C’est quoi le son d’un ventre qui se serre? C’est quoi le son du temps qui passe? C’est quoi le son d’un esprit qui flotte? Le son de la frustration? De la colère? Du sommeil? A partir de ces témoignages, je souhaite imaginer des transpositions sensation-émotion-son. Un son ne sera pas choisi pour son origine, mais pour les sensations et les émotions qu’il évoque. Je partirai récolter ces sons dans différents espaces intérieurs et extérieurs : l'école, une forêt, un espace urbain, un parc...
Un son qui grince, un son qui éclate, qui vibre, qui glisse, qui brille, qui coule, qui surprend, qui vrille, qui frotte, qui grouille. Ces sons récoltés seront ensuite transformés grâce à un logiciel de montage pour se rapprocher le plus possible de la texture recherchée, de façon à faire échos aux mots qui ont été proposés.
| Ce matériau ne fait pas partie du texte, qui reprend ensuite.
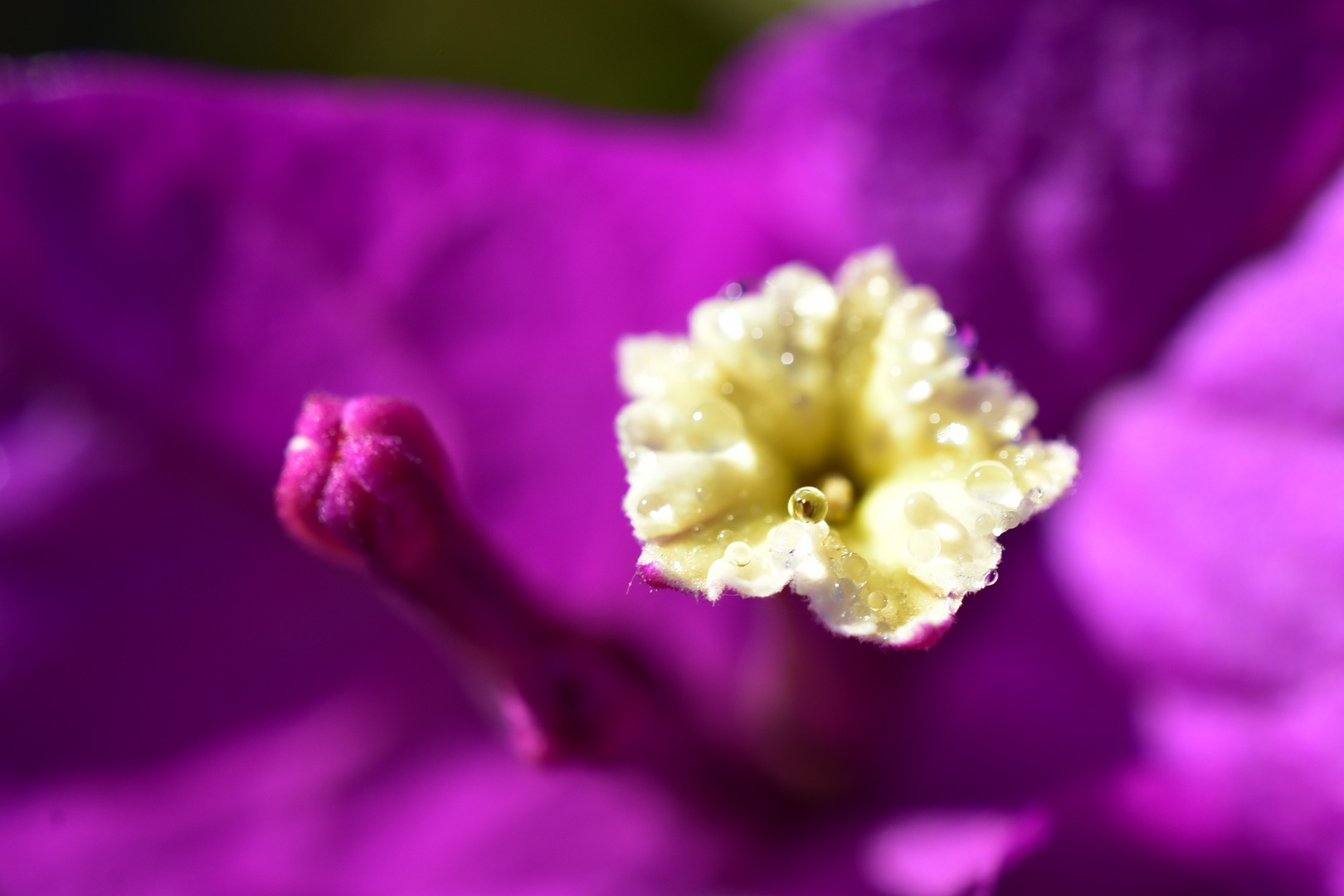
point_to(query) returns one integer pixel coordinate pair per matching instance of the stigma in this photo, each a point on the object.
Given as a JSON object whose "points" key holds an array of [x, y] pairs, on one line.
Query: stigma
{"points": [[830, 438]]}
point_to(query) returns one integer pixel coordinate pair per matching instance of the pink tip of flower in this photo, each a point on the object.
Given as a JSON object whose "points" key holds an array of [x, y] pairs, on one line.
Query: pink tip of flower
{"points": [[355, 476]]}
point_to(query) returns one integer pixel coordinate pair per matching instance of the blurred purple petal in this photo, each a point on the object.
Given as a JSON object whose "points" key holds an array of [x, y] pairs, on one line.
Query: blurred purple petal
{"points": [[1205, 548], [192, 253], [951, 853]]}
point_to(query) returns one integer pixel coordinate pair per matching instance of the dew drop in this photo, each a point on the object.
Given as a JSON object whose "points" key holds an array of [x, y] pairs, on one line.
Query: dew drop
{"points": [[925, 546], [714, 426], [921, 508], [991, 481], [808, 505], [738, 553]]}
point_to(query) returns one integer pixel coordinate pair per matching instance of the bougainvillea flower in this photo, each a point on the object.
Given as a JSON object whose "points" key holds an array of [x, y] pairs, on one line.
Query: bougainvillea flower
{"points": [[192, 703], [834, 440], [1226, 594]]}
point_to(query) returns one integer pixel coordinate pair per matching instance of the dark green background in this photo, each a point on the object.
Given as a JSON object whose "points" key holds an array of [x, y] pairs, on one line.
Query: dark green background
{"points": [[628, 54]]}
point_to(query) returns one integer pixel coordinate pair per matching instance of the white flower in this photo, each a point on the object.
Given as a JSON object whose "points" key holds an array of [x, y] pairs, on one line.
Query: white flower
{"points": [[828, 438]]}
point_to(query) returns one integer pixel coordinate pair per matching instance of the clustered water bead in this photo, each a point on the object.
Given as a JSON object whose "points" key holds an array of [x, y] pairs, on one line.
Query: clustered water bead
{"points": [[808, 505], [773, 395]]}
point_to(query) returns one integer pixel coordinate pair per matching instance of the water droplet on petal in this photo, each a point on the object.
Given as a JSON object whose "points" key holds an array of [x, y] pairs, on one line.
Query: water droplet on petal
{"points": [[738, 553], [714, 426], [808, 505], [925, 546], [991, 481]]}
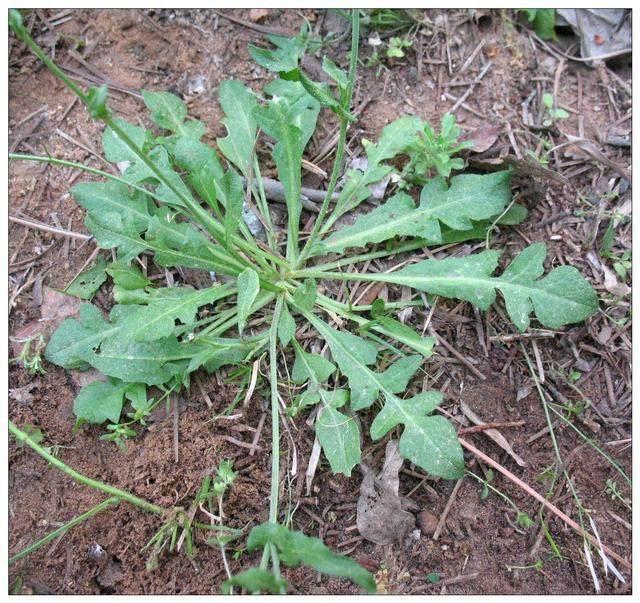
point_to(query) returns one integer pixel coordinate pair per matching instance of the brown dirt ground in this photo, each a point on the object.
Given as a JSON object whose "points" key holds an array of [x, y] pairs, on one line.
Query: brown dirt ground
{"points": [[160, 50]]}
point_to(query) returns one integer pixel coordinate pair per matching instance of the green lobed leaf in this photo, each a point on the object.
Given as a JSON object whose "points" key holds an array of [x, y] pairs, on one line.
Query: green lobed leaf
{"points": [[469, 197], [202, 166], [308, 366], [425, 440], [404, 334], [248, 289], [286, 54], [338, 434], [169, 112], [102, 401], [115, 215], [115, 150], [127, 276], [238, 103], [430, 442], [75, 339], [276, 120], [303, 109], [164, 306], [88, 282], [562, 297], [286, 326], [255, 580], [392, 141], [93, 341], [296, 548]]}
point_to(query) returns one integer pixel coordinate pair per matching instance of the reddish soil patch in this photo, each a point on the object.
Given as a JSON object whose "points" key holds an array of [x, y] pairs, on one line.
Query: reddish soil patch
{"points": [[481, 548]]}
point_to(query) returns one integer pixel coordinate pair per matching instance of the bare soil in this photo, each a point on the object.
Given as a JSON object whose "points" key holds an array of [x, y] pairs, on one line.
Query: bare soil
{"points": [[481, 549]]}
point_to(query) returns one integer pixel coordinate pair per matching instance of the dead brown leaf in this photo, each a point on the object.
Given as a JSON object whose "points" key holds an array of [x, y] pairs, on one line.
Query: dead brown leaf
{"points": [[381, 517]]}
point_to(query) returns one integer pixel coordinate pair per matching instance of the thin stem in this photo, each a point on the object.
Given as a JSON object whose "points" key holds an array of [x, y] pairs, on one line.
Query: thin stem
{"points": [[344, 126], [269, 550], [371, 255], [275, 412], [21, 436], [262, 202], [32, 548], [212, 226]]}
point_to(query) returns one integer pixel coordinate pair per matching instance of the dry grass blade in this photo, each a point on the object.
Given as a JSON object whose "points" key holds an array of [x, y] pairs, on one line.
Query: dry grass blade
{"points": [[529, 490]]}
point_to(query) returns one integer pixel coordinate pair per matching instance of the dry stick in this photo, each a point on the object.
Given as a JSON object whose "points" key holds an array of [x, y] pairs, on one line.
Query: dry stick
{"points": [[259, 28], [485, 426], [471, 88], [529, 490], [51, 229], [457, 354], [447, 508]]}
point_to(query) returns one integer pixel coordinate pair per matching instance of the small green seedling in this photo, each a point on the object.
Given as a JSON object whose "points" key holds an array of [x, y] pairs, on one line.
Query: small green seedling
{"points": [[181, 202], [543, 21], [397, 47], [429, 151], [552, 113], [30, 356]]}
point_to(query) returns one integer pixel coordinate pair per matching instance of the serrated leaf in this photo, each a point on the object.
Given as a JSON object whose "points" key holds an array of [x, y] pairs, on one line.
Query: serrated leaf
{"points": [[339, 437], [93, 341], [393, 140], [303, 109], [430, 442], [88, 282], [255, 580], [286, 327], [126, 276], [425, 440], [295, 548], [164, 306], [180, 244], [238, 103], [100, 401], [404, 334], [353, 354], [115, 216], [304, 297], [469, 197], [562, 297], [275, 120], [152, 362], [75, 339], [169, 112], [115, 150], [308, 366], [286, 54], [202, 166], [248, 289]]}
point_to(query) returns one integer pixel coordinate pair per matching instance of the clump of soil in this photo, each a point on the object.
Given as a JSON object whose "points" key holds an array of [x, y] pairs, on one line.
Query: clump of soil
{"points": [[480, 546]]}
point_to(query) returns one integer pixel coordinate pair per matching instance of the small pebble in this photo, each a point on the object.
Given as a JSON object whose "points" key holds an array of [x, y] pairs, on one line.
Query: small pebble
{"points": [[427, 522]]}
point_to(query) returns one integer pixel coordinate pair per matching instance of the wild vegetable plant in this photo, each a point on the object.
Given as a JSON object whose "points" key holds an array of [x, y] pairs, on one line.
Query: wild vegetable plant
{"points": [[181, 203]]}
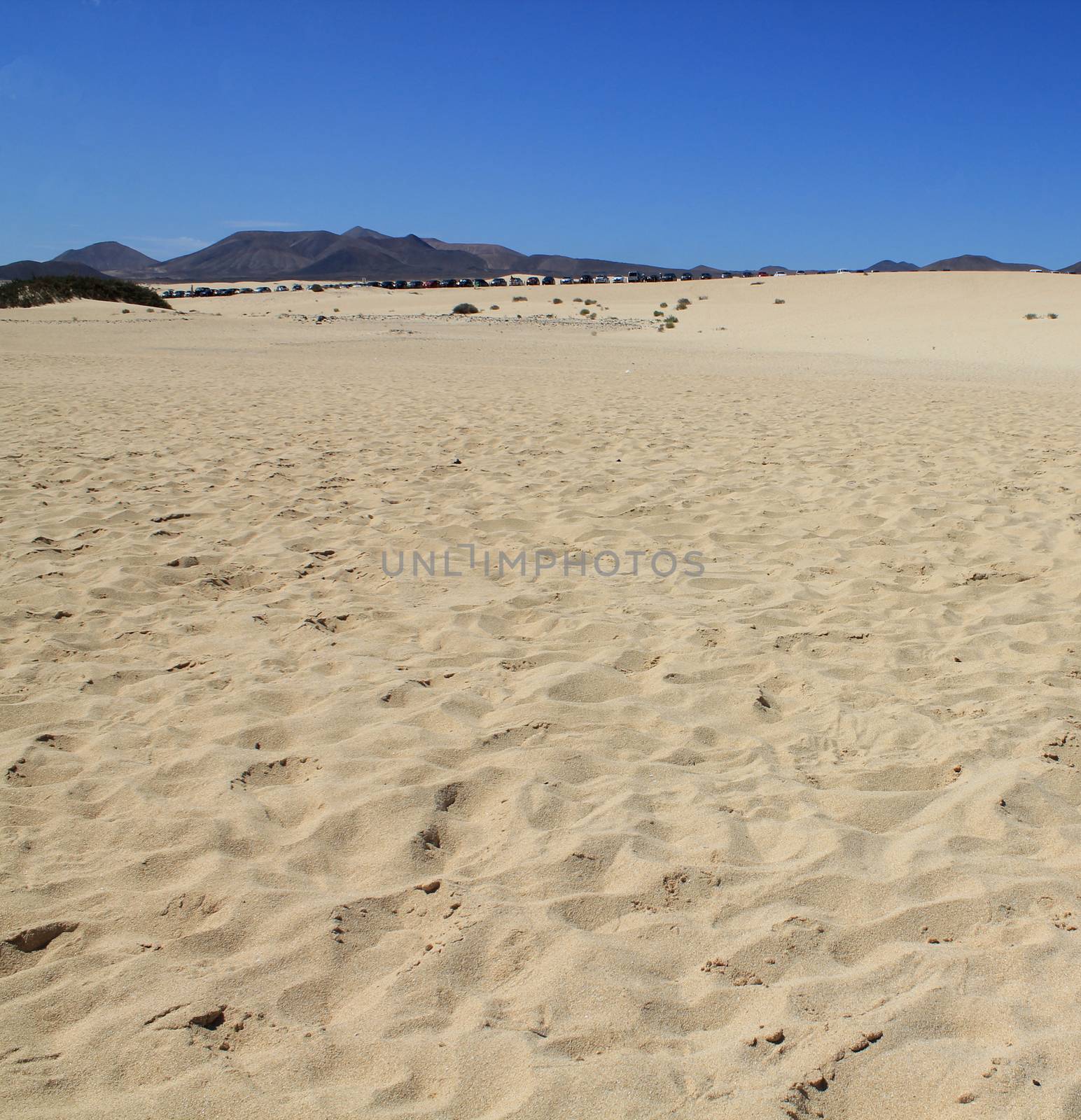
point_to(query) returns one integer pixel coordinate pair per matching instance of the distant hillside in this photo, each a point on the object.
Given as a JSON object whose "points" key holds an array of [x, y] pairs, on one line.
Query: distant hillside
{"points": [[26, 270], [252, 255], [494, 257], [362, 253], [110, 258], [888, 266], [972, 263], [53, 289]]}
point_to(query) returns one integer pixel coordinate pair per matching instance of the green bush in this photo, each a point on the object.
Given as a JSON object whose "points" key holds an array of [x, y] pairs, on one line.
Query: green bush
{"points": [[43, 290]]}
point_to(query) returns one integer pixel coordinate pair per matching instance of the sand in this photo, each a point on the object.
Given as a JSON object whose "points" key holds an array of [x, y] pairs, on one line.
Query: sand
{"points": [[795, 838]]}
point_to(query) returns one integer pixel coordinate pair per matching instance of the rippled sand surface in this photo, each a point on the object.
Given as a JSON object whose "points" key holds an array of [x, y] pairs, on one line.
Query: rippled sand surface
{"points": [[795, 838]]}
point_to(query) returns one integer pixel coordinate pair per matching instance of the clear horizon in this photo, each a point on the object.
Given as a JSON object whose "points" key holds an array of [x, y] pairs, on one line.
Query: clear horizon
{"points": [[732, 134]]}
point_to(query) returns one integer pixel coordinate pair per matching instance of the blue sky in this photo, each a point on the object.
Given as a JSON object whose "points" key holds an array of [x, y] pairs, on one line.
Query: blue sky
{"points": [[807, 134]]}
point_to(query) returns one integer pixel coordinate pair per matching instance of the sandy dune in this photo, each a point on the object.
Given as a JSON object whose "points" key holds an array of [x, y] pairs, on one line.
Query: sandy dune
{"points": [[795, 838]]}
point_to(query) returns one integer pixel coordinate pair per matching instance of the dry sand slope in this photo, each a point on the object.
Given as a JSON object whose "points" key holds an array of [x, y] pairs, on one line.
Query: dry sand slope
{"points": [[798, 838]]}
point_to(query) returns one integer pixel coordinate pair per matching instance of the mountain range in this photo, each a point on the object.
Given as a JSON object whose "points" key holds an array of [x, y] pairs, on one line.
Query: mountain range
{"points": [[319, 255], [363, 253]]}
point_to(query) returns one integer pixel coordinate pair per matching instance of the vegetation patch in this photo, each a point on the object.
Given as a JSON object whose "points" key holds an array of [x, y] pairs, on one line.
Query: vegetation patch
{"points": [[43, 290]]}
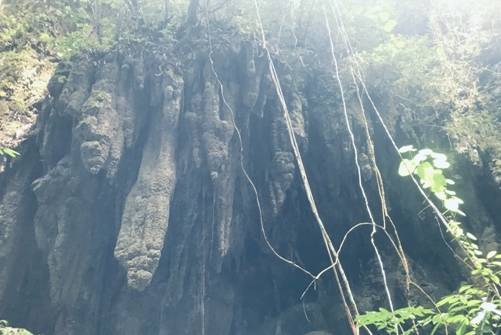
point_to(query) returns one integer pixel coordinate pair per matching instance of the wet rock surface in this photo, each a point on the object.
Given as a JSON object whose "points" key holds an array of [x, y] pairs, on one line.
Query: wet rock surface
{"points": [[129, 213]]}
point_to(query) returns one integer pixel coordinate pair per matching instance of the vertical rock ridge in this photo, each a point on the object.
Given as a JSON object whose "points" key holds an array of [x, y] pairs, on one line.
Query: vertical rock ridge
{"points": [[145, 218]]}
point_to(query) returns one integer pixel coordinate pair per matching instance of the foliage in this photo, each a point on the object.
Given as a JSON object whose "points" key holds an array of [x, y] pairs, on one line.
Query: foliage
{"points": [[476, 306], [8, 152]]}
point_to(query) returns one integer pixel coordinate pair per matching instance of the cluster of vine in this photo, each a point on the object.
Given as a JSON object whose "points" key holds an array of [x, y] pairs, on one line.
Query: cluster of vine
{"points": [[475, 308]]}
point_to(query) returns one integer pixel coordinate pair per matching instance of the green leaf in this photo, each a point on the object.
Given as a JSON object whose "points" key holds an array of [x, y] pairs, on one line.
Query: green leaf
{"points": [[438, 181]]}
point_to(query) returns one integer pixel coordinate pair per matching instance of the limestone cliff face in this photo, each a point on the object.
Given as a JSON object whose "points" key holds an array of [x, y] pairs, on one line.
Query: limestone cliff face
{"points": [[129, 213]]}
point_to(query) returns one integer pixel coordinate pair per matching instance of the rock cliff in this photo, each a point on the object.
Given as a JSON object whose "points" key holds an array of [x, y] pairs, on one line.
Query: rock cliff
{"points": [[128, 212]]}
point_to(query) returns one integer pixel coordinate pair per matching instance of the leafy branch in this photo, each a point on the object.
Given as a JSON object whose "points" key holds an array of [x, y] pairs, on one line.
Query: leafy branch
{"points": [[475, 308]]}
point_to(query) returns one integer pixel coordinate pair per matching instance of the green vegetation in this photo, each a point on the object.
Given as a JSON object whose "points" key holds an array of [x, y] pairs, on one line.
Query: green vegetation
{"points": [[8, 152], [475, 308], [6, 330]]}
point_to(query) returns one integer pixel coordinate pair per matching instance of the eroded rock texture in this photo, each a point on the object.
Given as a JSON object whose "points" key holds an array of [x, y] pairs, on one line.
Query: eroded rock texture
{"points": [[129, 213]]}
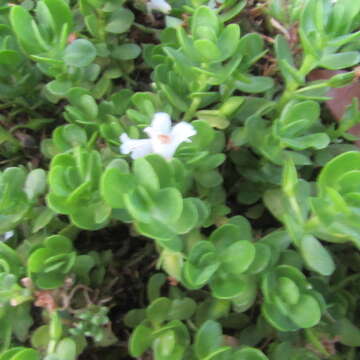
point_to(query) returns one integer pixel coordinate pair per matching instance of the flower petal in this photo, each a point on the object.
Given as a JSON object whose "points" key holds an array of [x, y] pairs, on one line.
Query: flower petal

Grâce à de multiples propositions de composition électroacoustique, en imaginant des nappes et des évènements sonores, je souhaite me rapprocher le plus possible de la parole initiale tout en la rendant sensorielle.
Pensée éclatée, fragmentée, vacillante, flottante, répétitive, certains outils d'écriture se rapprochent de la forme de la pensée qui s'ennuie. Je pense à l’écriture automatique et au cut up, qui feront l'objet d’un atelier qui utilisera des matières recueillies auprès des professeurs : textes de dictées, exercices de grammaire et de mathématique, poèmes... Paradoxalement, parler d’ennui peut être aussi le remède à cet état, l’occasion d’explorer nos ressources d’imagination et de capacité à faire, seul ou en collectif. Ensemble et grâce à l'écriture et aux sons nous explorerons nos paysages imaginaires intérieurs. L’attention à l’ouïe est une réponse à l’absence de stimulation, un outil précieux pour aborder le monde.
Petits mots pliés en six, regards, jeux souterrains, chuchotements, et aujourd’hui les téléphones portables : l’inventivité des élèves pour communiquer entre eux pendant la classe, remède par excellence à l’ennui, aura sa place dans le processus créatif. J’aimerais aussi connaître le point de vue des professeurs sur ces écritures parallèles qui détournent l’attention. Ces échanges sont des souvenirs précieux. Si les participants le souhaitent, j’aimerais qu’ils partagent certains petits mots, me les expliquent, me les racontent.
Toute ces matières, paroles, sons transformés ou non, voix chuchotées et cris, souffles, textes, poèmes, paysages sonores réels ou imaginaires, seront assemblées pour créer une cartographie sonore de l’ennui, de ses lieux, de ses souffrances et de ses plaisirs, de ses sensations et de ses émotions connexes, de ses paysages et de ses mystères.
La conception de l'espace d'écoute publique fera partie de la démarche globale et s'élaborera au cours des temps de création et des temps d'atelier. J'imagine que cette création sonore s’écoutera couché, dans un espace agréable et confortable, sur des coussins et des transats. Un espace où l'on se sentira détendu, à la fois seul et faisant partie d'un groupe d'écoutants. Tous ensemble et chacun en soi pour une exploration sonore de l'ennui.